This video helps explain why.
😯👍
Was going to say something about it living in the cusp of that corner, but I got here a bit late.
Now imagine some SAM locking unto you and launching a missile
You cant really maneuver, you are a sitting duck essentially
Planes are meant to glide tho they don't just drop ?
@@triggas80 They drop like rocks when stalled, and controls do nothing until they regain sufficient speed. A heavy fast plane can drop thousands of feet before regaining control, and passengers fall back into their seats.
I kept seeing this channel recommended to me in my feed, this video specifically, and I thought to myself, "I'm an avid student of aerodynamics and flight, I know what coffin corner is. Surely, I don't need to re-learn it."

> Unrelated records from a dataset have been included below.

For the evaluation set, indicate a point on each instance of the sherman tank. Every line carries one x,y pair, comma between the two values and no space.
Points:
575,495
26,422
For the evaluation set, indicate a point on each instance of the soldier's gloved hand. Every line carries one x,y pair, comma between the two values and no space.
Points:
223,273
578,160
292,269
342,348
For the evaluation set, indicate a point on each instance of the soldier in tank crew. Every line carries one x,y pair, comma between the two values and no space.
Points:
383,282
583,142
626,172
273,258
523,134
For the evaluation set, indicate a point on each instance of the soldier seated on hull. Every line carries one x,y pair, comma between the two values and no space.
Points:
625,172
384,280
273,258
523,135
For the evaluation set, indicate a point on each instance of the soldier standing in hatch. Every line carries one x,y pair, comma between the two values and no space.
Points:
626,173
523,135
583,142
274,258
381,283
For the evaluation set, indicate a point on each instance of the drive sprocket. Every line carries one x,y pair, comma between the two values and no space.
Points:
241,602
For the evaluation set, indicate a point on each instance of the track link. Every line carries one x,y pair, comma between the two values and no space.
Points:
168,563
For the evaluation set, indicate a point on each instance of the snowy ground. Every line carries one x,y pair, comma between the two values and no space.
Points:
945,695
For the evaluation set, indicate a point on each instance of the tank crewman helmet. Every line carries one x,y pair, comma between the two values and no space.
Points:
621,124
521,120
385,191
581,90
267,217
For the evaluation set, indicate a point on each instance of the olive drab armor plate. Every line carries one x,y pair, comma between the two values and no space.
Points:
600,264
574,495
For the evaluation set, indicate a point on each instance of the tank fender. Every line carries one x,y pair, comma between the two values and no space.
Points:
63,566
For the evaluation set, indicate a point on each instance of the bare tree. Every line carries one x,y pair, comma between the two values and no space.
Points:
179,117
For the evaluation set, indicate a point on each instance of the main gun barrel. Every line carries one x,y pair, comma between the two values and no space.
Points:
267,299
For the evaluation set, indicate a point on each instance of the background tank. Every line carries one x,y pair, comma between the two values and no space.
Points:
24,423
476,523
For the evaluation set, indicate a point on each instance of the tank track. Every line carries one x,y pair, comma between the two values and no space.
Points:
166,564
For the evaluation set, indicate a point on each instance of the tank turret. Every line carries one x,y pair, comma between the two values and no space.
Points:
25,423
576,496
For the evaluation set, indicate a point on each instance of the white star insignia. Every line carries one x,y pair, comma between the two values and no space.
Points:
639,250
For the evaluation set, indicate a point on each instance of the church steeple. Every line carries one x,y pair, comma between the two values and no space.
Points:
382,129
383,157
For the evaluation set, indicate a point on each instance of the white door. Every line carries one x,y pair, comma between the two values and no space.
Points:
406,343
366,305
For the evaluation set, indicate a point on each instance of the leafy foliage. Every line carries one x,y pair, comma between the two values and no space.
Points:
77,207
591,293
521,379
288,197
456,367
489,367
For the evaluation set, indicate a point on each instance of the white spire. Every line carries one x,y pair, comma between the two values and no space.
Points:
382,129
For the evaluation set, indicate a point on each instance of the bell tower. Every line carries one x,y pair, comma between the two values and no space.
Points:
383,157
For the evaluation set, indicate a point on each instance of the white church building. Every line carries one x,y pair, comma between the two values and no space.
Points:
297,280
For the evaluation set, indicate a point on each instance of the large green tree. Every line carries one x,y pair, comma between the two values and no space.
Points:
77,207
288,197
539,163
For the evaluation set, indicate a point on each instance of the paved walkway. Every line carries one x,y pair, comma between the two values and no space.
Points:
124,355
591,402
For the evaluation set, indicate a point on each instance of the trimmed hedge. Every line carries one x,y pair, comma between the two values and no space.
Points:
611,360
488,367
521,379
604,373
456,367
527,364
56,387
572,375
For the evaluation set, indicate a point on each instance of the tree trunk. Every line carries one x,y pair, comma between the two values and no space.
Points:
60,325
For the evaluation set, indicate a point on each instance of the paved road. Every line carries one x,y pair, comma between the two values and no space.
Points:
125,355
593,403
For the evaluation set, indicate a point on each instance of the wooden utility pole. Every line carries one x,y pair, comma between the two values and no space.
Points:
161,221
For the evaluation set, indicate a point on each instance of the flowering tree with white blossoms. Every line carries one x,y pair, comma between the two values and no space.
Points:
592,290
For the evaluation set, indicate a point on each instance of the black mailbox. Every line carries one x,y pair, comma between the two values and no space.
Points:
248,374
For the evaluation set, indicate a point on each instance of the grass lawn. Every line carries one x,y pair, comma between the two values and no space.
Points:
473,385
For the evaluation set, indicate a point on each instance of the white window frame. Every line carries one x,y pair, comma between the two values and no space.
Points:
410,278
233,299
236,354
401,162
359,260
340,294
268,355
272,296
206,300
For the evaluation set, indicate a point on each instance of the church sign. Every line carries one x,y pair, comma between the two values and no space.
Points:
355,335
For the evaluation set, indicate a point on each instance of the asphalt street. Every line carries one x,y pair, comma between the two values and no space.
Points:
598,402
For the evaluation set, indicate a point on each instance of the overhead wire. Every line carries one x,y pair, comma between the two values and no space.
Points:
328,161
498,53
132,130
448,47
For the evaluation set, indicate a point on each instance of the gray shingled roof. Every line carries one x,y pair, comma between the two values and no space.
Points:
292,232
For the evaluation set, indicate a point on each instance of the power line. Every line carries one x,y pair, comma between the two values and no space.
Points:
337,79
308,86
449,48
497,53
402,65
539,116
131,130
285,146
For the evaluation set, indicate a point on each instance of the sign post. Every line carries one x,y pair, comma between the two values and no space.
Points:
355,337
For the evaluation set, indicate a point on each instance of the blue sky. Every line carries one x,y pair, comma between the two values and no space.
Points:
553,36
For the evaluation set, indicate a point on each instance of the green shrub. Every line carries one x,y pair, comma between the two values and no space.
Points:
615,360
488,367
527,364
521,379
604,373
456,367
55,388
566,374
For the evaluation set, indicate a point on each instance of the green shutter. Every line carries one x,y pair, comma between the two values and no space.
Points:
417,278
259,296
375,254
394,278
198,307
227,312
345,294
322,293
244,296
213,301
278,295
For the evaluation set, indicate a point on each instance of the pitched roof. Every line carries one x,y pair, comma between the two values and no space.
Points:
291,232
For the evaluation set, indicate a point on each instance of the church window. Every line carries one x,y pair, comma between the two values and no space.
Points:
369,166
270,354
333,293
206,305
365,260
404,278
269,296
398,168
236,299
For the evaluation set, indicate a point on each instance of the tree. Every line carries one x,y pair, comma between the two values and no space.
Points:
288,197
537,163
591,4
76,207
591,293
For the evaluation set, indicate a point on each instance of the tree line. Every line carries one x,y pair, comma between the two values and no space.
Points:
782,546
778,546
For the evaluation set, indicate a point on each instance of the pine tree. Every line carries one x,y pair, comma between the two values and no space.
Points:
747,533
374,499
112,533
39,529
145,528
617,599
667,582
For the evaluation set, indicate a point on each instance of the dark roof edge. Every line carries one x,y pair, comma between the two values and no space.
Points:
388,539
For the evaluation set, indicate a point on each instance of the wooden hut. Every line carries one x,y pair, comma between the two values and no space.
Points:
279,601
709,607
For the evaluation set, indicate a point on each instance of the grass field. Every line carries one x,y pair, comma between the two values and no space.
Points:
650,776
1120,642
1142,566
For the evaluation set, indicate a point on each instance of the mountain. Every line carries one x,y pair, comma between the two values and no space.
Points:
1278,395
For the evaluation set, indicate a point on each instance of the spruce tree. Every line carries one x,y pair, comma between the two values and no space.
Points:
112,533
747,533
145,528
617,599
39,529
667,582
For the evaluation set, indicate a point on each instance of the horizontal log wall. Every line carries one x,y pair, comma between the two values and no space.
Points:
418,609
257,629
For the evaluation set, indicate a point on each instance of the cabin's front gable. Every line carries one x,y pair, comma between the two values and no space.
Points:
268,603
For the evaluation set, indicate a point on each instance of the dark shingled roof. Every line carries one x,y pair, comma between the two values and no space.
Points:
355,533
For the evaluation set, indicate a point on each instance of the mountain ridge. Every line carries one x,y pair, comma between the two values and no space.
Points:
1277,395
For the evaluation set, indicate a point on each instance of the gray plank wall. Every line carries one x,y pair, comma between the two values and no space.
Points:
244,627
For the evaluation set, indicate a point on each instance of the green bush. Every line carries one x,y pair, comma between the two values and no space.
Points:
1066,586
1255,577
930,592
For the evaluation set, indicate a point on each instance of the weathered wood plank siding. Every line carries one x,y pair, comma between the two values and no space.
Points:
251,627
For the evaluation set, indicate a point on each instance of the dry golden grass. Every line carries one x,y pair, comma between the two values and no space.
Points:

Turns out, it doesn't matter. Between the beautiful explanations, and an always-captivating Australian accent (seriously, how do Aussies always have beautiful speaking voices?), I found myself enjoying an explanation in 5 minutes that I had spent 30 minutes suffering through in Uni.
Oh wow, that's so kind of you. Thank you very much for your feedback.
Now I understand a lot better the difficulty of flying the U2.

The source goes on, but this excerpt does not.